The head of the US Department of Government Efficiency (DOGE) and owner of SpaceX, which provides internet via Starlink satellites, Musk said: "My Starlink system is the backbone of the Ukrainian army. If I turn it off, the entire front (of Ukraine in the ongoing Moscow-Kyiv war) will collapse."

Sikorski responded: "Starlink for Ukraine is financed by the Polish Ministry of Digital Affairs at a cost of about $50 million per year. Leaving aside the ethics of threatening the victim of aggression, if SpaceX turns out to be an unreliable supplier, we will be forced to look for other suppliers."

Politicians from the opposition party came out supporting the US administration after Musk told Sikorski on X: "Be quiet, little man. You pay a small part of the costs. And there is no replacement for Starlink."

Lawmaker Michal Wojcik appealed for the resignation of the Polish government, while Pawel Jablonski stated that "for the good of Polish diplomacy, someone should take away Sikorski's Twitter."

Member of European Parliament Arkadiusz Mularczyk wrote on X: "We apologize for Sikorski."

Tusk then said on X: "By attacking Sikorski, who calmly explains to politicians from another country about the Polish national interest, (the opposition) PiS (Law and Justice party) is losing the last remnants of its national dignity. Political and moral bankrupts."

Meanwhile, US Secretary of State Marco Rubio, in an X post, accused Sikorski of "making things up," and said: "Nobody threatened to cut Ukraine off from Starlink.

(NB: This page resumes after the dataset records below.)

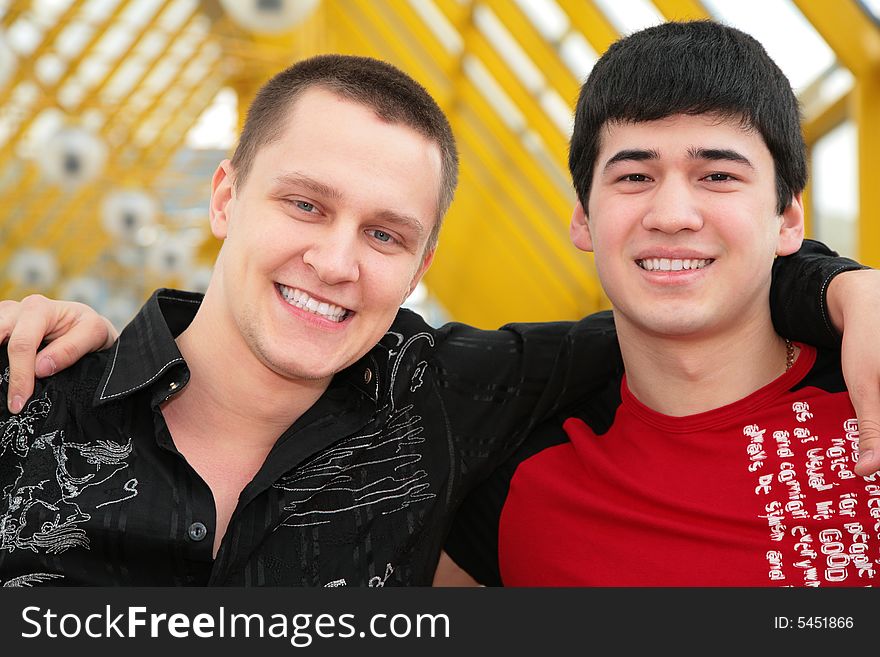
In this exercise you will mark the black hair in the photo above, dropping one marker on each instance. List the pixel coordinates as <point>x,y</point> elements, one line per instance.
<point>694,67</point>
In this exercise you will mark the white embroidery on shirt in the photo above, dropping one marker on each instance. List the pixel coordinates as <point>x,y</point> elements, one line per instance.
<point>41,509</point>
<point>367,470</point>
<point>29,580</point>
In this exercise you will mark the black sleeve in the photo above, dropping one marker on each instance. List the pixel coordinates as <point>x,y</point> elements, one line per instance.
<point>496,385</point>
<point>472,542</point>
<point>797,293</point>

And say thank you, without Starlink, Ukraine would have lost this war a long time ago, and the Russians would now be on the border with Poland."

Recently, talks between Eutelsat -- one of Europe’s largest satellite operators -- and the EU have reportedly intensified and the satellite operator could eventually replace the network of American communication terminals in Ukraine.